2013 ASHS Annual Conference
16177:
Tomato Genotype-specific Biomarkers under Salinity Stress
16177:
Tomato Genotype-specific Biomarkers under Salinity Stress
Monday, July 22, 2013
Desert Ballroom: Salons 7-8 (Desert Springs J.W Marriott Resort )
Salinity stress is increasing becoming an important research domain. The development of improved salt tolerant crops is urgently needed to face limitation in water resources, salinity accumulation in irrigated soils, and agricultural expansion to marginal areas. In this study, the expression profiles were investigated for three advanced tomato lines (salinity susceptible genotype L46, salinity tolerant genotype L56, and salinity intermediate genotype L66) and one salinity tolerant genotype as reference (BL 1076).
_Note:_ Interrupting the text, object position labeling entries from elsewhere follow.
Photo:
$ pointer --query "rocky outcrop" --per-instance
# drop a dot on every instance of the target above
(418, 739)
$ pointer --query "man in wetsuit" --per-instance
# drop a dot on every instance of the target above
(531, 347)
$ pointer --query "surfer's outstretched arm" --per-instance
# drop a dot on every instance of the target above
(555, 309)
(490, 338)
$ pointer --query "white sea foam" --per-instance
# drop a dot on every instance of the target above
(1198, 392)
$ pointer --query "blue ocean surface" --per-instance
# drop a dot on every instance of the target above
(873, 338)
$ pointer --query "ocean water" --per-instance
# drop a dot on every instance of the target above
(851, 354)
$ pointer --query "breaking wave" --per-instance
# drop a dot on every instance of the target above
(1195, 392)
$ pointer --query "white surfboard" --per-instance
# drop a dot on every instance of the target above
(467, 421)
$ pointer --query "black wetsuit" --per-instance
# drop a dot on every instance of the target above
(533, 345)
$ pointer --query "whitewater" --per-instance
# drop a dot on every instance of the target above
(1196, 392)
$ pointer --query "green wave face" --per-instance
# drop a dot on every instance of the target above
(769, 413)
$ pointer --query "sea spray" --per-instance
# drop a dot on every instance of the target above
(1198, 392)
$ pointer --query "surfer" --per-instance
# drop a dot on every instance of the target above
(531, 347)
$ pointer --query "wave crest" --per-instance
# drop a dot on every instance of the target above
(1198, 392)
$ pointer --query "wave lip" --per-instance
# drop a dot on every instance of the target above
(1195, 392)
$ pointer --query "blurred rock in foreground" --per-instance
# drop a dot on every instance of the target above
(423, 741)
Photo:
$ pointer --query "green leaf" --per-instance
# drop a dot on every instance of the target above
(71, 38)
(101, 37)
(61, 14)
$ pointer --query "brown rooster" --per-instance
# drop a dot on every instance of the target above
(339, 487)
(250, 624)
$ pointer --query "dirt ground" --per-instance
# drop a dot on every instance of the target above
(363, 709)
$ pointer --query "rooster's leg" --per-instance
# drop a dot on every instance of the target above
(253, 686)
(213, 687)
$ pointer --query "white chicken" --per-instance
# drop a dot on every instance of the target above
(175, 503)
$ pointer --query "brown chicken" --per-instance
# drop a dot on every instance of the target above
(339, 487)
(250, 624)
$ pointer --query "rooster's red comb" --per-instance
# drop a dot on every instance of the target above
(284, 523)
The generated data were analyzed in a way to pinpoint genotype-specific biomarkers. Genotype L56 revealed prominent over-expression of major unique gene cluster over other genotypes under salinity stress, which include AP2 erf domain-containing transcription factor (Pti5), NAC domain protein, calmodulin binding, and osmotin-like protein with 422.6, 59.7, 45.8, and 45.1 fold, respectively. The LesAffx.70722.1.S1 (type-a response regulator) was found to be expressed mainly in root and hypocotyl, while Les.4483.1.S1 (NAC domain protein) was found to be expressed mainly in cotyledon and fruit. Two tomato responsive genes were found to be unique based on phylogenetic analysis. The tomato genes encoding xyloglucan endotransglucosylase-hydrolase XTH3 and salt responsive protein 1 did not cluster with any formed clade of related plant homologs. The revealed salinity stress biomarkers can be either beneficial or damaging to the stressed plant. Beneficial biomarkers are desired as they are part of tolerance mechanism against the salinity stress. The damaging biomarkers are undesired as they accelerate plant senesces and reduce growth. Both biomarkers can be implemented in the breeding program, where one can select for the beneficial over the damaging ones. Thereafter, the beneficial biomarkers can be combined in one line by crossing and further selection.